I want to start the project with immediately building a working prototype, even though I havn't got all the details worked out yet. I'm calling it "Landbeest Zero".
The main thing I want to try out with Zero is leg movement for simple locomotion along a straight line. I'm not worrying too much about the intricacies of the drivetrain at this point, as long as the legs move like they're supposed to. And I'm not above stealing parts of the design if it means getting the prototype done quicker.
The main thing I want to "steal" is a linear actuator to use with the two servo motors. After a little browsing I found this design by [fastmike75] on Thingiverse. It's compact, rugged and easy to print —just what I need.
I imported the linear actuator model into Tinkercad and designed the rest of the prototype around it.

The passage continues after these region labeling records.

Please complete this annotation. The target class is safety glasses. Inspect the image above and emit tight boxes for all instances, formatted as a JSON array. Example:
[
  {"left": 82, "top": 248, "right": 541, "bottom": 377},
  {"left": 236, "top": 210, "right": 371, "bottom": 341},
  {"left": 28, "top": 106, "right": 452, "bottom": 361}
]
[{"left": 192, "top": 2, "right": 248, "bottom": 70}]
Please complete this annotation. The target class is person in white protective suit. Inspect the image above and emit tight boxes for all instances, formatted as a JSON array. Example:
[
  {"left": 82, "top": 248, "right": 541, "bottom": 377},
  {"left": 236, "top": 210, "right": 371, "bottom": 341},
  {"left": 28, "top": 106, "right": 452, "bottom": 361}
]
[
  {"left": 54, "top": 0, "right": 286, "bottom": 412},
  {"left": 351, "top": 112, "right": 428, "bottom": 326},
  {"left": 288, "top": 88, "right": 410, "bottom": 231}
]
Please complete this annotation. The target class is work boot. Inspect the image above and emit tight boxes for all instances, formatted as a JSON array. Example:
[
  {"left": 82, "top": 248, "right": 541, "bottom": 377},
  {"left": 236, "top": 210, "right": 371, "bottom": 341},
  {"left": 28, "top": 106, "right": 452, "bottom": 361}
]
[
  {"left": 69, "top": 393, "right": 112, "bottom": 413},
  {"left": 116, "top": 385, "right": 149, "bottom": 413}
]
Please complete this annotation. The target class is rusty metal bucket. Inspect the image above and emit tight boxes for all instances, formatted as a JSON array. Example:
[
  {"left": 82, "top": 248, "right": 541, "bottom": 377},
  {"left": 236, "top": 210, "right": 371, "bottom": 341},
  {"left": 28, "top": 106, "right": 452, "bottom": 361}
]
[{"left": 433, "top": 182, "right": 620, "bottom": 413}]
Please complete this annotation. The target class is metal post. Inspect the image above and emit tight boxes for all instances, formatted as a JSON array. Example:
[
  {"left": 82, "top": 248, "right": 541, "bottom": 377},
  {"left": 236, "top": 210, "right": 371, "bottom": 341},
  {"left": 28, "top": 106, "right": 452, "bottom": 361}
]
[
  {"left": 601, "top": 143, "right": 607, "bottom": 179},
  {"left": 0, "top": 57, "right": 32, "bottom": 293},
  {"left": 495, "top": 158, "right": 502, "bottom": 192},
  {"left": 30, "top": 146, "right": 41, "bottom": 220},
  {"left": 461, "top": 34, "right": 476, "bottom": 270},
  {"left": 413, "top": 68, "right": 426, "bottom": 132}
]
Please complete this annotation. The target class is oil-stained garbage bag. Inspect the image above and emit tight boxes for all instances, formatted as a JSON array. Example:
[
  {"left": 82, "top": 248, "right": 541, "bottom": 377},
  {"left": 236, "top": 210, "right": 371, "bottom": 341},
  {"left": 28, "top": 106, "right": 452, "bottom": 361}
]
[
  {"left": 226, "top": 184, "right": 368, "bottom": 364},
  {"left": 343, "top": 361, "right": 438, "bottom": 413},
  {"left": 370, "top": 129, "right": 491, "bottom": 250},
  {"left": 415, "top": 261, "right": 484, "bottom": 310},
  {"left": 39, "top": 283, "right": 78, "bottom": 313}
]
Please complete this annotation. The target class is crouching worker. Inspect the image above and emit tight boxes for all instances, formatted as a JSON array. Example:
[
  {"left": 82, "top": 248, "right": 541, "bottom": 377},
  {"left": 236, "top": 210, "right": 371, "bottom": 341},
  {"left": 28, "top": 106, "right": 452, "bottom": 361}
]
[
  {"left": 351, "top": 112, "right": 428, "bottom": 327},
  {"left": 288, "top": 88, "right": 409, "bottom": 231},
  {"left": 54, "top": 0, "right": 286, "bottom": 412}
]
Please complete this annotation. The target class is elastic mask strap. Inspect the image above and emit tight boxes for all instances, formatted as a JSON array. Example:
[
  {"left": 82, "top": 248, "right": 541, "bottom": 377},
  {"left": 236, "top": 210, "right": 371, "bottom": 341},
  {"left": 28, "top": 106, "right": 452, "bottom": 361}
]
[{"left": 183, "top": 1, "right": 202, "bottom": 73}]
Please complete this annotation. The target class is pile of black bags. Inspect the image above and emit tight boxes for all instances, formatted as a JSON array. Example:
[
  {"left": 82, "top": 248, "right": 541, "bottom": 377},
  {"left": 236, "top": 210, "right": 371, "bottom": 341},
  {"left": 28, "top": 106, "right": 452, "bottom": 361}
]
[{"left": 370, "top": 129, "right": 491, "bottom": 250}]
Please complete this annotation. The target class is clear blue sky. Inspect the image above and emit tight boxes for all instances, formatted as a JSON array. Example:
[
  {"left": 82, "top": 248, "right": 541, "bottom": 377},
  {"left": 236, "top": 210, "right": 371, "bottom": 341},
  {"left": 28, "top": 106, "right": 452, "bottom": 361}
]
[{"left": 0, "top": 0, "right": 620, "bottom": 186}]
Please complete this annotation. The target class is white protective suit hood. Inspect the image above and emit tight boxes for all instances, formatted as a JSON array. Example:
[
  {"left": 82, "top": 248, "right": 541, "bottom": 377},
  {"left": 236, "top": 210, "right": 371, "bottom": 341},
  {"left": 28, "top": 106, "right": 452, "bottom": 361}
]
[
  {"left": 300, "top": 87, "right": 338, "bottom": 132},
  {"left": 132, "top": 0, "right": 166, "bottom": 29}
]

I probably should learn how to use a real CAD suite at some point, but Tinkercad is pretty much perfect for small tasks like this.
When modelling mechanical parts for 3d printing I prefer to print a very flimsy first draft since I usually have to change something and print it over again anyway. But this time most parts came out serviceable enough on first try —hence the exposed infill here and there.
Next I attach the hinge parts that connects one side of each leg directly to the chassis. Note how they aren't symmetrically placed on each corner. (I'll go into why in a later post.)
And no, I didn't sneeze on the lower-right hinge. It broke and I had to fix it with hot glue.
Finally there's the two slidy things, which connects two legs to each linear actuator:
Landbeest Zero is a mess of hot glued ill-fitting parts and it barely holds together. But it works dammit, and I feel very encouraged to start on round two of this project.